Comparison
Kaku vs. Grammarly and DeepL Write
Three tools, three different jobs. Here's where Kaku fits if your goal is writing better Japanese — and learning as you go.
Grammarly is built for English. DeepL Write rewrites text for fluency. Kaku is the only one focused on Japanese grammar, particles, and keigo — correcting you in any desktop app and explaining every fix in plain English so you actually learn the rule.
| Capability | Kaku | Grammarly | DeepL Write |
|---|---|---|---|
| Japanese grammar & particle check | Yes | English-focused | Rewrite only |
| Keigo & politeness correction | Yes | No | No |
| Plain-English explanations | Every fix | English only | No |
| Japanese tone registers (普通体・丁寧語・ビジネス丁寧語) | 3 registers | No | Limited |
| Works in any desktop app | System-wide | Apps & browser | Editor & paste |
| On-device correction | Yes | Cloud | Cloud |
| macOS & Windows | Yes | Yes | Yes |
| Free tier | Yes | Yes | Yes |
Comparison reflects each product's publicly documented capabilities and is current as of the page's last update.

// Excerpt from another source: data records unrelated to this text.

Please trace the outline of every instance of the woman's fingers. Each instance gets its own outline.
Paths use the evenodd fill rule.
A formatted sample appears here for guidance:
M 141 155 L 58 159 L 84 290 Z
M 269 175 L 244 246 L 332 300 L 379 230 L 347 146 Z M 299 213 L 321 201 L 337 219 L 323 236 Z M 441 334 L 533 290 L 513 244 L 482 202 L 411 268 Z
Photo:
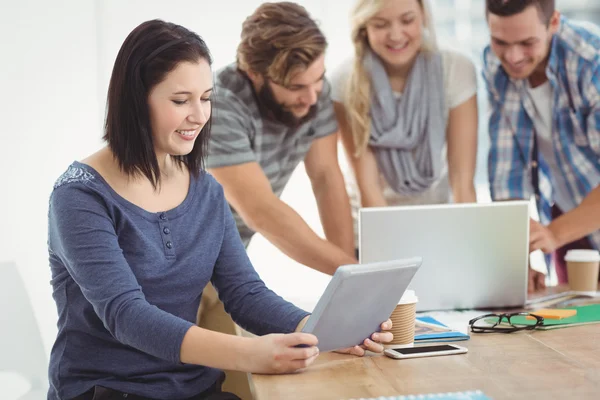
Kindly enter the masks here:
M 376 343 L 389 343 L 394 340 L 392 332 L 375 332 L 371 335 L 371 340 Z
M 369 339 L 367 339 L 369 340 Z M 365 349 L 363 349 L 361 346 L 354 346 L 354 347 L 350 347 L 350 354 L 358 356 L 358 357 L 362 357 L 365 355 Z
M 390 329 L 392 329 L 392 320 L 391 319 L 388 319 L 387 321 L 385 321 L 381 324 L 381 330 L 389 331 Z
M 383 353 L 383 345 L 380 343 L 376 343 L 371 339 L 365 339 L 363 342 L 365 348 L 373 353 Z
M 288 333 L 287 335 L 282 335 L 281 340 L 283 344 L 292 347 L 292 346 L 316 346 L 319 342 L 317 337 L 311 333 L 304 332 L 294 332 Z
M 299 369 L 308 367 L 313 362 L 315 362 L 315 360 L 317 359 L 318 356 L 319 356 L 319 353 L 315 354 L 312 357 L 305 358 L 304 360 L 292 360 L 292 361 L 290 361 L 289 362 L 289 369 L 288 369 L 287 372 L 294 372 L 294 371 L 297 371 Z
M 319 355 L 319 348 L 312 347 L 290 347 L 285 353 L 285 357 L 289 360 L 306 360 Z

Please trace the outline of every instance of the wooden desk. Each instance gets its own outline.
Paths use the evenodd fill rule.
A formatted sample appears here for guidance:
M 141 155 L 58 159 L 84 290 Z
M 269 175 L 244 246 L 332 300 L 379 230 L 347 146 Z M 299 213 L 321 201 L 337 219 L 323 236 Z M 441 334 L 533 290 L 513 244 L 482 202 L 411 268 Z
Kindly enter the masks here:
M 351 399 L 476 389 L 493 399 L 600 398 L 600 324 L 472 334 L 458 344 L 469 352 L 409 360 L 322 354 L 297 374 L 253 375 L 256 398 Z

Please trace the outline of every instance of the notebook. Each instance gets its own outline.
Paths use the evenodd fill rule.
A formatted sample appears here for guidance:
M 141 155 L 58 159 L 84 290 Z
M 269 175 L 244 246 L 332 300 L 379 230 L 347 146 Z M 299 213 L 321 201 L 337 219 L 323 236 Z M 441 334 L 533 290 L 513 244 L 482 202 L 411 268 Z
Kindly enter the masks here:
M 600 304 L 568 307 L 567 309 L 577 310 L 577 315 L 563 319 L 544 319 L 544 325 L 537 329 L 549 330 L 600 323 Z M 512 317 L 511 321 L 515 325 L 534 325 L 536 323 L 536 321 L 528 320 L 527 317 Z
M 452 330 L 433 317 L 423 316 L 415 320 L 415 343 L 458 342 L 469 338 L 469 335 Z
M 454 393 L 431 393 L 431 394 L 411 394 L 408 396 L 389 396 L 389 397 L 371 397 L 371 398 L 360 398 L 354 400 L 429 400 L 429 399 L 443 399 L 443 400 L 491 400 L 481 390 L 472 390 L 466 392 L 454 392 Z

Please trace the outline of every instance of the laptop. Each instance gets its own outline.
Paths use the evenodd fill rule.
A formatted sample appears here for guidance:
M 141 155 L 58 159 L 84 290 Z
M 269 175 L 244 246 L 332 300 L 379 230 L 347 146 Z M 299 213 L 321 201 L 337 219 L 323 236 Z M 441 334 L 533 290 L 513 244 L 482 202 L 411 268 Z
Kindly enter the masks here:
M 359 210 L 361 263 L 422 257 L 417 311 L 523 306 L 529 202 Z

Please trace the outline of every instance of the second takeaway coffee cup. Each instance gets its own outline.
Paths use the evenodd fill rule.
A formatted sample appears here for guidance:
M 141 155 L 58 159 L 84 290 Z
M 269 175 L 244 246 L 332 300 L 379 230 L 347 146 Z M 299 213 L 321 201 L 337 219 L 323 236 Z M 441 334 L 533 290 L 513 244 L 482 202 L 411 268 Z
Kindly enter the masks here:
M 414 290 L 407 290 L 392 312 L 392 329 L 394 340 L 387 347 L 412 346 L 415 341 L 415 316 L 419 299 Z
M 597 250 L 569 250 L 565 261 L 571 290 L 583 292 L 598 290 L 600 253 Z

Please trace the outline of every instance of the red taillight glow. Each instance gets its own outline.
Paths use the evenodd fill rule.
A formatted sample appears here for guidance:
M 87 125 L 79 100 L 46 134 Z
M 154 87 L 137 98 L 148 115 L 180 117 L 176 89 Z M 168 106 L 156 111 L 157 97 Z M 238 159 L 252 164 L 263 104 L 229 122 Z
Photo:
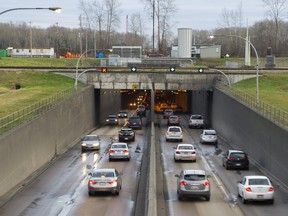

Grammarly and DeepL are trademarks of their respective owners; Kaku is not affiliated with either.
Why writers pick Kaku for Japanese
You learn, not just fix
Every correction comes with a plain-English reason, so the rule sticks for next time.
Built for keigo
Particle and politeness mistakes — the parts that trip up learners and natives alike — are Kaku's core focus.
Everywhere you type
Mail, Slack, Notion, browser — Kaku works system-wide, not just in one editor or tab.